The woman says she signed the ticket after the Jan. 6 drawing, the nation's eighth biggest, reports The Associated Press. She says she was just following the instructions on the ticket and on the state lottery website. But a complaint filed last week in Hillsborough Superior Court in Nashua, N.H., says that was a "huge mistake." And the woman, identified for now as Jane Doe, wants a court order to allow her to collect her winnings anonymously.
Maura McCann, a spokeswoman with the New Hampshire Lottery Commission, tells NPR that the state's Right to Know law allows them to reveal the identity of the person whose name is written on the ticket.
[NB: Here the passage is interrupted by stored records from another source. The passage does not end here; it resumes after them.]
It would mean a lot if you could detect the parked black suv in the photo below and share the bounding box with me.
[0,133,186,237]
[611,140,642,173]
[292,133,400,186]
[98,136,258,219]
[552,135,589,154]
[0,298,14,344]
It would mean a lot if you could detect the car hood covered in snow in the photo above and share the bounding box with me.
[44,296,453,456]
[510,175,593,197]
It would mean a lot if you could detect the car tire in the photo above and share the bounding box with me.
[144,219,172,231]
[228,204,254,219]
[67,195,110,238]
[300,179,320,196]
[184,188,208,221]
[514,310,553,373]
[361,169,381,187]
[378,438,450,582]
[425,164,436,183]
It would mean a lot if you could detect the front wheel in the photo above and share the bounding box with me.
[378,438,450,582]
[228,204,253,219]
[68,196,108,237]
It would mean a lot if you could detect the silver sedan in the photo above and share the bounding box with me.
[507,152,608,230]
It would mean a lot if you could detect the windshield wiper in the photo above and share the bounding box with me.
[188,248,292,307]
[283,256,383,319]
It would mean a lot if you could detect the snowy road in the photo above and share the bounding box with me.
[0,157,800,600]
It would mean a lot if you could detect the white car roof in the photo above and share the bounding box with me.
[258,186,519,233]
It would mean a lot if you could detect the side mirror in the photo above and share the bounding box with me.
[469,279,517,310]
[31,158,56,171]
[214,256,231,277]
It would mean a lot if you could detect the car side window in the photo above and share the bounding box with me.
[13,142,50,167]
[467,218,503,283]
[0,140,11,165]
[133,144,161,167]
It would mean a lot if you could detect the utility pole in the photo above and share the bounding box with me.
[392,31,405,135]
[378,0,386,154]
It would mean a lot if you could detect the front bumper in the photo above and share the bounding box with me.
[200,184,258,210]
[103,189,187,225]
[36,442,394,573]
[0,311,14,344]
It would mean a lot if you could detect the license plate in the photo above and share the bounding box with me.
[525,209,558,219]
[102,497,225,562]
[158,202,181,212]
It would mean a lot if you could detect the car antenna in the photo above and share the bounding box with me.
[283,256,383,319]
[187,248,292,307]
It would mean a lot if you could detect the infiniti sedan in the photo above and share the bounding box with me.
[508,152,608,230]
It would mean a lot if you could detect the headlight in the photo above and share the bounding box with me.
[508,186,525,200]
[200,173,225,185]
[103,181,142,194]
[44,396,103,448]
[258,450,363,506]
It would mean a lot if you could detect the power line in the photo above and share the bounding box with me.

But a loophole would let the winner's identity be shielded if the name of a trust is written on the back of the ticket instead. The trustee's name would then be the one to be released, and that could be anybody, including a friend or a lawyer, McCann says.
But now that the woman has already signed the ticket, it appears to be too late to have a trust collect the winnings.
Steven Gordon, the woman's attorney, asked if she could white out her name and replace it with the name of a trust, reports The Union Leader, but lottery officials told her any change would invalidate the ticket and she'd lose her winnings.
"The New Hampshire Lottery understands that winning a $560 million Powerball jackpot is a life-changing occurrence," New Hampshire Lottery Executive Director Charlie McIntyre said in a statement. "While we respect this player's desire to remain anonymous, state statutes and lottery rules clearly dictate protocols."
In the complaint, Gordon argues that privacy is deeply important to the longtime New Hampshire resident, who wants to use the trust to give a portion of her winnings to charity while remaining "a silent witness to these good works," reports The Union Leader.
Gordon calls her "an engaged community member" who "wishes to continue this work and [keep] the freedom to walk into a grocery store or attend public events without being known or targeted as the winner of a half-billion dollars."
His firm says it also represented another Powerball winner who won a $487 million prize in 2016 but remained anonymous by claiming the prize through the "Robin Egg 2016 Nominee Trust," with his lawyer serving as its trustee.
In a blog on the law firm's website, posted two days after the 2018 drawing, attorney William Shaheen advised the latest winner not to sign the ticket.
"Once you are outed, it can be overwhelming," Shaheen wrote. "If you like your life and you like your friends, choose anonymity. If you don't, things will change."
New Hampshire lottery rules state unclaimed Powerball prizes expire after one year.